Let’s walk through this one line by line too. In the type signature, we’re demanding that the extensible record that we’re parsing have unique labels for every field—it wouldn’t make sense to have two different fields with the same name—and that each field has a FromField instance. The second line is just dealing with commas and lines, and the third line is dealing with bad input. On the fourth line, we separate the header from the rest of the lines. We then traverse each of the lines with the inner function makeRecord. The sixth line defines makeRecord, which uses the fromLabelsA (A for Applicative) function to construct a row-type record based on its field names. This in turn uses the makeField function, which takes the csv line and the label and returns either a Left error message if parsing fails or a Right value if it succeeds. Parsing is simply looking up the field name (T.pack $ show l) in the line and calling fromField on it.

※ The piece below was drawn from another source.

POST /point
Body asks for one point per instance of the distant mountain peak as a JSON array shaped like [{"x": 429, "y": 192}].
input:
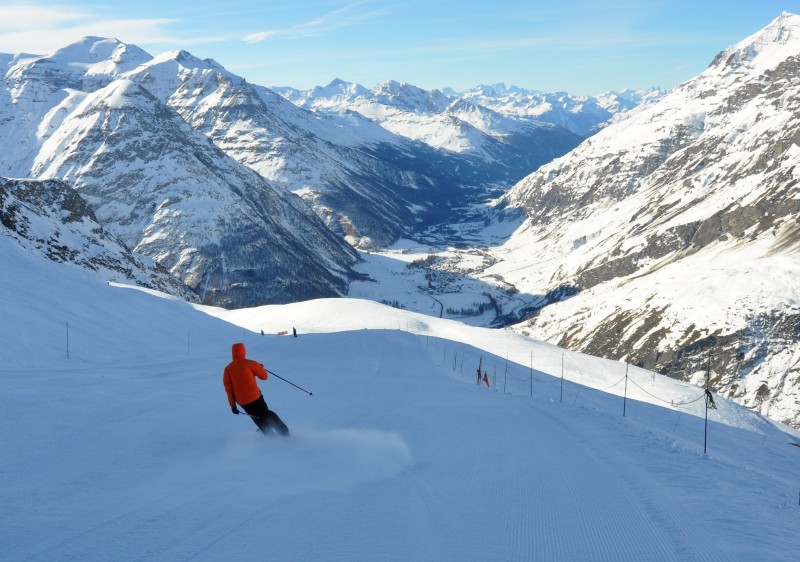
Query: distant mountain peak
[{"x": 766, "y": 48}]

Of course, we could probably do something smarter here than doing a lookup in a linked list—using a Map comes to mind—but we’re going for simplicity over efficiency for now.

Lastly, we can convert a value of type Rec ρ to a native Haskell data type with the row-types built-in toNative. This lets us write a general fromCSV function:

fromCSV :: forall t ρ.
  (Rec.ToNative t, ρ ≈ Rec.NativeRow t, AllUniqueLabels ρ, Forall ρ FromField)
  => Text -> Either String [t]
fromCSV = fmap (fmap Rec.toNative) . recFromCSV @ρ

We can do a sanity check with:

main :: IO ()
main = case fromCSV @PL input of
  Left err -> putStrLn $ "ERROR: " ++ err
  Right xs -> mapM_ print xs

*Main> main
PL {name = "Perl", year = 1987, person = "Larry"}
PL {name = "Haskell", year = 1990, person = "Simon"}
PL {name = "Scala", year = 2004, person = "Martin"}
PL {name = "Idris", year = 2009, person = "Edwin"}

The Difficult Part

There isn’t one! Notice that our first implementation of recFromCSV was perfectly able to handle data with missing fields and reordered columns, and it didn’t require any extra work on our part.

Conclusions and Extensions

Oleg claims that row-types would not simplify anything in CSV encoding and decoding, but I must disagree. Not only did the row-types library give us free fromNative and toNative functions and heterogeneous type safety, but it handled all of the difficult cases of missing data and reordered columns for free as well.

Furthermore, if one thinks of the row-type record as an intermediate data type as described in the introduction, then we can extend this CSV parsing to incorporate the ideas of type surgery as well. Instead of needing a FromField class, one could very simply lift the Text from the CSV into structured row-types records and then do surgery on them from there.